Laisser ce modèle régresser sans rien faire aurait été une faute. C’est dans ce contexte de crise qu’intervient Planet avec sa zone marché très largement étendue et sublimée, et ses efforts, marquants, sur le bio, la mode ou la beauté, bien mieux mis en valeur qu’avant. Il est loisible, ensuite, de gloser à l’infini sur la pertinence du concept, mais Carrefour se devait d’apporter une réponse au problème. Qu’elle soit bonne ou mauvaise est une autre interrogation, que Carrefour se promet de lever début 2012. Les derniers chiffres laissent néanmoins entrevoir que non, Planet n’est pas un échec, même s’il ne remporte pas (encore) l’adhésion. D’abord en raison du coût de transformation, jugé trop lourd : 1,5 Mrd € d’ici à fin 2013 initialement annoncés pour transformer 500 magasins en Europe. Avec, pour Planet, une moyenne de 4,2 M € par point de vente. À cause ensuite des multiples annonces et contre-annonces venues parasiter le discours, sous fond d’avertissements successifs sur résultats.

 

Un parcours client simplifié

Ainsi, les 40 Planet prévus cette année en France ne seront finalement que 29 à fin décembre (pour un total de 82 en Europe). De quoi susciter les rumeurs les plus folles, certains évoquant même l’arrêt des déploiements.Chez Carrefour, qui vise 221 unités pour la fin 2013, on se veut serein. Cette date butoir « reste d’actualité pour le déploiement », et seuls des « réajustements, logiques en première phase de transformation », sont évoqués.

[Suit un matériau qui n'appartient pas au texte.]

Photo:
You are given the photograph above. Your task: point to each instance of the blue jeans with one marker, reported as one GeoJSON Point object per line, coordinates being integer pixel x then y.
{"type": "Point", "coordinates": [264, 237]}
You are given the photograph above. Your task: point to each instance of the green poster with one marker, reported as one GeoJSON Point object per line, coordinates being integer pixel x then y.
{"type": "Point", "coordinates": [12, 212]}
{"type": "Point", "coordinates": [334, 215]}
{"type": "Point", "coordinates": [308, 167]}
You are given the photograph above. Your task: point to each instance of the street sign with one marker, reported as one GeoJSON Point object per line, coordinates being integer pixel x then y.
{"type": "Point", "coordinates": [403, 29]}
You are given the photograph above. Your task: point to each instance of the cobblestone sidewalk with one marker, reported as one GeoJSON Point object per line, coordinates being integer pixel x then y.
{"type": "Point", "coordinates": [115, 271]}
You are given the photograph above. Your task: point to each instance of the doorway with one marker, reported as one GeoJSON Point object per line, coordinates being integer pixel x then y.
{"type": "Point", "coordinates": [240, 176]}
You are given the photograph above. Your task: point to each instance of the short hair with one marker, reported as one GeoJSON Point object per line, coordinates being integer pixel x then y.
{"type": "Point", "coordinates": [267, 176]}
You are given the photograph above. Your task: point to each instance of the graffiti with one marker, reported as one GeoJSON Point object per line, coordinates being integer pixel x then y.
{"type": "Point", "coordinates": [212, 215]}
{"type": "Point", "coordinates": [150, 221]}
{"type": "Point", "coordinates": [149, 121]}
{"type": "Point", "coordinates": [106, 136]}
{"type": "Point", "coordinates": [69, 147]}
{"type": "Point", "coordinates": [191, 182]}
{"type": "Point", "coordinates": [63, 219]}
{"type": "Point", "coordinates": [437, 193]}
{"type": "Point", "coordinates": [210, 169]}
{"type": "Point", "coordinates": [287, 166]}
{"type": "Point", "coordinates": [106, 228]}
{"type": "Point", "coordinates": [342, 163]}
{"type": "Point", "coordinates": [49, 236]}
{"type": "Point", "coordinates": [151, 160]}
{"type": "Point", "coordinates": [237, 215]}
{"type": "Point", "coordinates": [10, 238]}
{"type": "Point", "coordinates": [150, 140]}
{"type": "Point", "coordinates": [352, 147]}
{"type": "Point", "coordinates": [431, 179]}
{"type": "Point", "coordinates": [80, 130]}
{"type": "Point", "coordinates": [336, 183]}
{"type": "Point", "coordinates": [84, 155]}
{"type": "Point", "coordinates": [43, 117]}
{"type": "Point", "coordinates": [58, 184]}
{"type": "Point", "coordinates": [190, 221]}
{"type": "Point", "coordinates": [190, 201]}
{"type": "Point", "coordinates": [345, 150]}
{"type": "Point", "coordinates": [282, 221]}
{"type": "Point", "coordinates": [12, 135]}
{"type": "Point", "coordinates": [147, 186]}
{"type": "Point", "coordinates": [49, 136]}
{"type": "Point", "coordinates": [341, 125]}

Parmi ces nouveautés, qui font du Planet version fin 2011 un modèle bien plus commerçant que son aîné, figure une simplification du parcours client. Les magasins sont plus ouverts et moins parcellisés. L’allée pénétrante, colonne vertébrale du magasin, un temps supprimée, refait son apparition, et l’articulation des rayons est plus classique. Ce qui n’empêche pas de travailler spécifiquement les différents univers pour en améliorer l’attractivité. L’idée est de proposer les références en libre-accès, pour que les clients puissent les prendre en main, voire les tester avant d’acheter : c’est vrai pour la high-tech, avec les corners Apple, ou pour les jeux vidéos, avec six consoles disponibles.